KNN imputation for 'age':
0


- **Regression Imputation**

    - Predict missing age values using linear regression based on other features:

    - **Pros and Cons:** Utilizes relationships between variables but assumes linearity unless using non-linear models.

In [5]:
from sklearn.linear_model import LinearRegression
from sklearn.model_selection import train_test_split

# Prepare data for regression imputation
age_known = df[df['age'].notnull()]
age_unknown = df[df['age'].isnull()]

# Independent variables
X_known = age_known[['pclass', 'sibsp', 'parch', 'fare']]
X_unknown = age_unknown[['pclass', 'sibsp', 'parch', 'fare']]

# Dependent variable
y_known = age_known['age']

# Fit regression model
regressor = LinearRegression()
regressor.fit(X_known, y_known)

# Predict missing ages
predicted_ages = regressor.predict(X_unknown)

# Impute predicted ages
df_regression_imputed = df.copy()
df_regression_imputed.loc[df['age'].isnull(), 'age'] = predicted_ages

# Check for missing values in 'age'
print("\nRegression imputation for 'age':")
print(df_regression_imputed['age'].isnull().sum())

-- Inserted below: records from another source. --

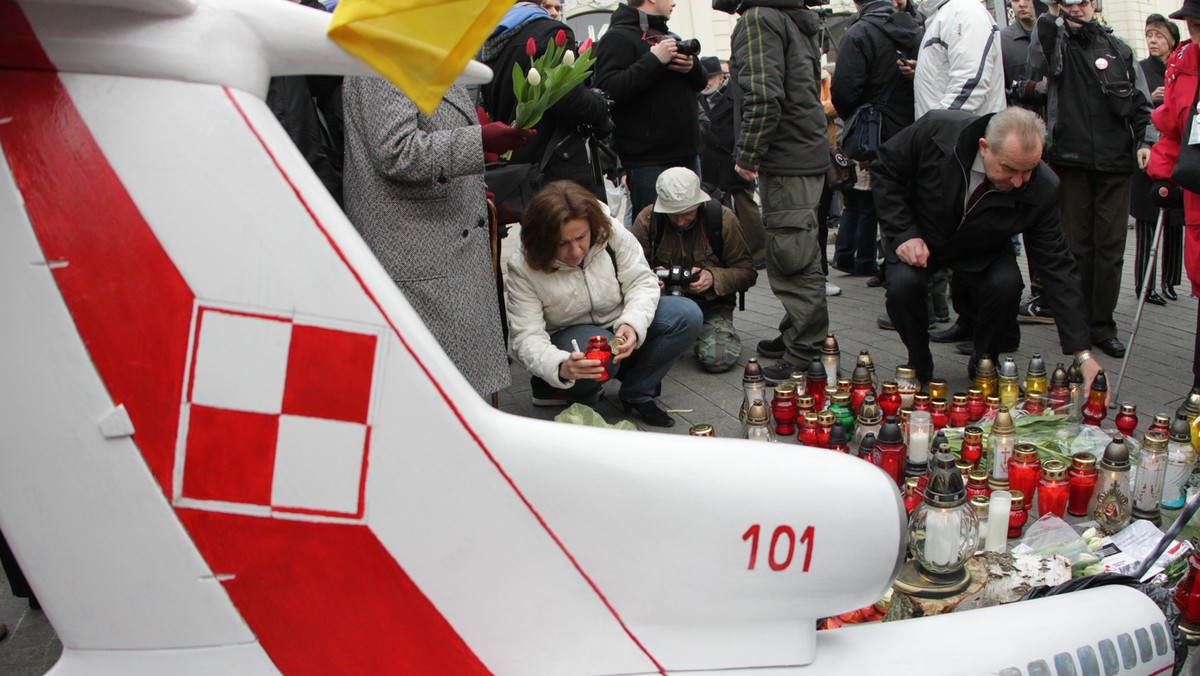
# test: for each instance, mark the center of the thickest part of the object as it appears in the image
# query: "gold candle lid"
(1054, 471)
(981, 503)
(1083, 461)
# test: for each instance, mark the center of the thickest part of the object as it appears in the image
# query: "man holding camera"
(696, 246)
(652, 77)
(780, 141)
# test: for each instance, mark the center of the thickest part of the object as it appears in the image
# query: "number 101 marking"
(777, 558)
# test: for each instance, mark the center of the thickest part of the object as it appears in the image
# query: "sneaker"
(1032, 311)
(773, 348)
(780, 371)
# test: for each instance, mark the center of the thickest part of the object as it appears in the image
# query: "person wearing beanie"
(1162, 37)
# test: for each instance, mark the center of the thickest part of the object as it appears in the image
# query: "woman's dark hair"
(541, 227)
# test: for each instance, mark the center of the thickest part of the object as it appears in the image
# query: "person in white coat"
(960, 65)
(576, 276)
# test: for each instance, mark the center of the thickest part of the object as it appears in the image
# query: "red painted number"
(781, 549)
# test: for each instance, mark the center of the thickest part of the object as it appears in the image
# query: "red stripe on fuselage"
(322, 598)
(445, 398)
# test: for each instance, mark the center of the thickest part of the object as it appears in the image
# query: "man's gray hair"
(1027, 129)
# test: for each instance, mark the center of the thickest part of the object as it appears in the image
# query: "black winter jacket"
(867, 64)
(775, 65)
(919, 184)
(561, 124)
(654, 109)
(1097, 117)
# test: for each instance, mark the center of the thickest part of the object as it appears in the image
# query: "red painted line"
(445, 398)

Regression imputation for 'age':
0


#### 1.3.1.3. **Advanced Techniques**

- **Multiple Imputation**

    - Implement multiple imputation to account for uncertainty in the imputation process:

    - **Pros and Cons:** Provides robust estimates but is computationally intensive.

In [6]:
from sklearn.experimental import enable_iterative_imputer
from sklearn.impute import IterativeImputer

# Use IterativeImputer for multiple imputation
iterative_imputer = IterativeImputer(max_iter=10, random_state=0)
df_multiple_imputed = df_numeric.copy()
df_multiple_imputed.iloc[:, :] = iterative_imputer.fit_transform(df_numeric)

# Check for missing values in 'age'
print("\nMultiple imputation for 'age':")
print(df_multiple_imputed['age'].isnull().sum())



Multiple imputation for 'age':
0